Another free and unrestricted service offered by the SUS is breast reconstruction plastic surgery for patients who have had their breast completely or partially removed for the treatment of cancer. It can be requested at the same treatment location or at any UBS, which will forward the request to a specialized unit. If the patient has a health insurance plan and prefers or needs to undergo the procedure through it, coverage is mandatory and is provided for in article 10-A of Law No. 9,656/1998.

Health insurance

Private health plans are services offered by private operators or companies so that people have private medical, hospital and outpatient care, outside the SUS network, upon payment of monthly fees. They are subject to the rules of Law No. 9,656/98 and the Consumer Defense Code.

The law provides that no person can be prevented from contracting a health plan, regardless of their general health conditions, as long as they meet the requirements established in the contract:

  • 24 hours for urgencies and emergencies;
  • 300 days for full-term delivery (gestation over 37 weeks);
  • 180 days for consultations, exams, hospitalizations and surgeries; and
  • 24 months for preexisting conditions.

When a person switches from a health plan to another in the same price range and the shortages have already been met in the previous one, there are no new shortages. However, if the change includes a change in the health plan category, whether with the same operator or another, shortages may be stipulated in relation to professionals, entities and/or health care services (including accommodations for hospitalizations) that were not part from the previous plane.

In the case of cancer patients who purchase a health plan when they are already aware of the disease, the grace period of 24 months must be fulfilled for surgical and highly complex procedures, and for high-tech beds related only to the declared pre-existing condition. This means that these same procedures and beds must be covered if their need is not related to pre-existing cancer (respecting the other grace periods).
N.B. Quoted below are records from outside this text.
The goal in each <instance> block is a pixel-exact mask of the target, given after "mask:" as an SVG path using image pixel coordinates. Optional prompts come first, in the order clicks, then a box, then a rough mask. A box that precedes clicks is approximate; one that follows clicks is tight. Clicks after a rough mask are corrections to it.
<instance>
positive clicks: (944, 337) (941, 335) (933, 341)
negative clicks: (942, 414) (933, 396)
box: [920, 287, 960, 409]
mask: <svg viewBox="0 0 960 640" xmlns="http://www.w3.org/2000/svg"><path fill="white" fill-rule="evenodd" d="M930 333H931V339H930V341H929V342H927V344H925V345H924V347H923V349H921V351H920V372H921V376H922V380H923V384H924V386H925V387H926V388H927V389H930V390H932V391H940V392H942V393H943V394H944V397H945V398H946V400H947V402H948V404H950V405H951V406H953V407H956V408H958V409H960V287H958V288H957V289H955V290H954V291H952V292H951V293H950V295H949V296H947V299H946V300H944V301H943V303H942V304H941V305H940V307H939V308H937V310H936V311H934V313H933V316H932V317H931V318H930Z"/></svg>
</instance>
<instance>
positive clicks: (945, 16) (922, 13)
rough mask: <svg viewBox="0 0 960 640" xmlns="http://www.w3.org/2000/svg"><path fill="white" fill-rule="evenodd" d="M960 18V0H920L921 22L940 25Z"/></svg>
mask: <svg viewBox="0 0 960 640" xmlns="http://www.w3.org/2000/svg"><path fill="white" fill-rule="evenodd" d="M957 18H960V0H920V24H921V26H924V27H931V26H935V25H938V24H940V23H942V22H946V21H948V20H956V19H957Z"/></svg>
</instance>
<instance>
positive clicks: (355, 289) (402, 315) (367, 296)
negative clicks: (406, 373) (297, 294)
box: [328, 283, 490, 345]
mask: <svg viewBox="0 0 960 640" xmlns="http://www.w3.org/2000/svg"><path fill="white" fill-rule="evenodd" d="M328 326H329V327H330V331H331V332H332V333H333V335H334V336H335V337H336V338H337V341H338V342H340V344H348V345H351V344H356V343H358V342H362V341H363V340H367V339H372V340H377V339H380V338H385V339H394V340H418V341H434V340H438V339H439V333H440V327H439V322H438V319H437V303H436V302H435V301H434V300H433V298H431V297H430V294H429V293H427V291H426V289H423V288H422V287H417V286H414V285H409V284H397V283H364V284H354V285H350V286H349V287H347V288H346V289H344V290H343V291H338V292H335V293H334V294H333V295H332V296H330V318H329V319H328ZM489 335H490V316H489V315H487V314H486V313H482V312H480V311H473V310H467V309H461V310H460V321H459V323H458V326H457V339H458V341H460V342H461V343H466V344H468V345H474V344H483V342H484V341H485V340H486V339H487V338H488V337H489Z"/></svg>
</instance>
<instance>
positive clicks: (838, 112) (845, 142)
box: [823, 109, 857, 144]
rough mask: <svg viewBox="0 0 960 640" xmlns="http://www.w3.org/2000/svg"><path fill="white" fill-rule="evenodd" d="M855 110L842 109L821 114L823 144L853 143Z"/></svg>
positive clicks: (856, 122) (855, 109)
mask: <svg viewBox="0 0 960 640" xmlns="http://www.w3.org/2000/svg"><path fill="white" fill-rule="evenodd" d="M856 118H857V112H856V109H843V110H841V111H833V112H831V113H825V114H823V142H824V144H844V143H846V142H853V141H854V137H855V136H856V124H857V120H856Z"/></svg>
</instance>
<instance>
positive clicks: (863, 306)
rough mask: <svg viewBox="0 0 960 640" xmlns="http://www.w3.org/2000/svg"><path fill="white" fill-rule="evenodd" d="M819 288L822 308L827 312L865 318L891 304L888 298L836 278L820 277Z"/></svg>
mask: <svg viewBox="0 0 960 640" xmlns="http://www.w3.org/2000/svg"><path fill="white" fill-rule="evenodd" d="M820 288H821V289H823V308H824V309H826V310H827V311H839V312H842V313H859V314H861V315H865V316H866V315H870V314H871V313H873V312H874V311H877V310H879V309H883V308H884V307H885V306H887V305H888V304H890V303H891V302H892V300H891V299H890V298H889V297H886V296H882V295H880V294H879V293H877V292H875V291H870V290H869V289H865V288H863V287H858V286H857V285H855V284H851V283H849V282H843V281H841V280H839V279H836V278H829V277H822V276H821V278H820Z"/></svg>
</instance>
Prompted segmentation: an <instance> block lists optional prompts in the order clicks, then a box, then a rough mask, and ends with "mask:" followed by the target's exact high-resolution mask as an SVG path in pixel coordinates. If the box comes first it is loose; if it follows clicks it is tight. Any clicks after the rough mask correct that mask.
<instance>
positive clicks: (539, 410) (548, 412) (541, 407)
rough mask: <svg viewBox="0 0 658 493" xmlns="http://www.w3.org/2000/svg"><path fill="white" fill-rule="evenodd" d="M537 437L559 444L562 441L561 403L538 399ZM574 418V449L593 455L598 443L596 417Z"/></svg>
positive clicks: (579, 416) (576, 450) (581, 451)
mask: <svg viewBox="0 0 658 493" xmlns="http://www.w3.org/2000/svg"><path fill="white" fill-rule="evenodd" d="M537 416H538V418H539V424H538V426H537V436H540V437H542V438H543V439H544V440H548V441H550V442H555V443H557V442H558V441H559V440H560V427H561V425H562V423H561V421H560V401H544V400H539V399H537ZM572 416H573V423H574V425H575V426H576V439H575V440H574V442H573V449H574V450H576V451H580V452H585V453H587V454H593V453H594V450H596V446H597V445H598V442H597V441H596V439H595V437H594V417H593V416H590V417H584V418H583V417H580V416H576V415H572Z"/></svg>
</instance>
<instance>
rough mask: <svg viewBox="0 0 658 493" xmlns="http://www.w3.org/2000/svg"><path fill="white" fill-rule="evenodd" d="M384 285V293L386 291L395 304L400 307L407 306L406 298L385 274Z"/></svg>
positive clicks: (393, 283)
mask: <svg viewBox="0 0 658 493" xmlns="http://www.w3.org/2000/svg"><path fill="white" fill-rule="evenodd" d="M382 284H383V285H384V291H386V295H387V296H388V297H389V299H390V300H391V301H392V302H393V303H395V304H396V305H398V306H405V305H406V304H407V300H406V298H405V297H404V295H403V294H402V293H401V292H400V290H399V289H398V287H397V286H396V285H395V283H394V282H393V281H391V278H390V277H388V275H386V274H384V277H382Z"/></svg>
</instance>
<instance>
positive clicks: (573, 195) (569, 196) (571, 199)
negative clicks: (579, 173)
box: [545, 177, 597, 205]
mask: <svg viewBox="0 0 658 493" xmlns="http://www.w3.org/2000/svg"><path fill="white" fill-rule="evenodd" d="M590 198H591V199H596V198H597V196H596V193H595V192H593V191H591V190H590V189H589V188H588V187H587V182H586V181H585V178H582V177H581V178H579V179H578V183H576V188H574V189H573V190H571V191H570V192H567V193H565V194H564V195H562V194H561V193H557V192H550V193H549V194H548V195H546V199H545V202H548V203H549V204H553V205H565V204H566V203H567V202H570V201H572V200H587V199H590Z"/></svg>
After these 24 months, patients will have full coverage of the contracted health plan. To avoid the need to comply with grace periods, some operators work with a monthly fee – a temporary increase in the monthly fee of the customer who declares to have pre-existing diseases or injuries -, which is freely negotiated between the parties and must include in the contract. It is essential to provide all information about pre-existing illnesses or injuries in the health declaration completed for the operator. Omitting them can be considered fraud and lead to the suspension or termination of the contract. If the operator takes the case to the ANS (National Supplementary Health Agency) and the fraud is confirmed, the patient may be required to reimburse all expenses incurred with the pre-existing condition.

Free medicines

The SUS guarantees everyone access to free pharmaceutical care, which includes medicines used in the treatment of cancer. They are requested by the doctor who is conducting the treatment and removed by the patient at the indicated place.

If the medication is not available or is not sent to the indicated place, contact the SUS ombudsman, on the phone 136 (from Monday to Friday, from 7 am to 10 pm; on Saturdays and Sundays, from 8 am to 6 pm ; and not available on holidays).

Out-of-home treatment

Ordinance SAS No. 55/1999 guarantees cancer patients access to health services in other municipalities and, in special cases, in other states, when all means of treatment in the municipality are exhausted. It is the TFD (Treatment outside the home), which provides transport, food and, if necessary, accommodation exclusively for people treated in the public and referenced network. When there is a medical indication, the benefit can be extended to a companion.

The distance must be greater than 50 km from the patient’s home, and coverage values ​​are established by the municipalities according to a standard federal table.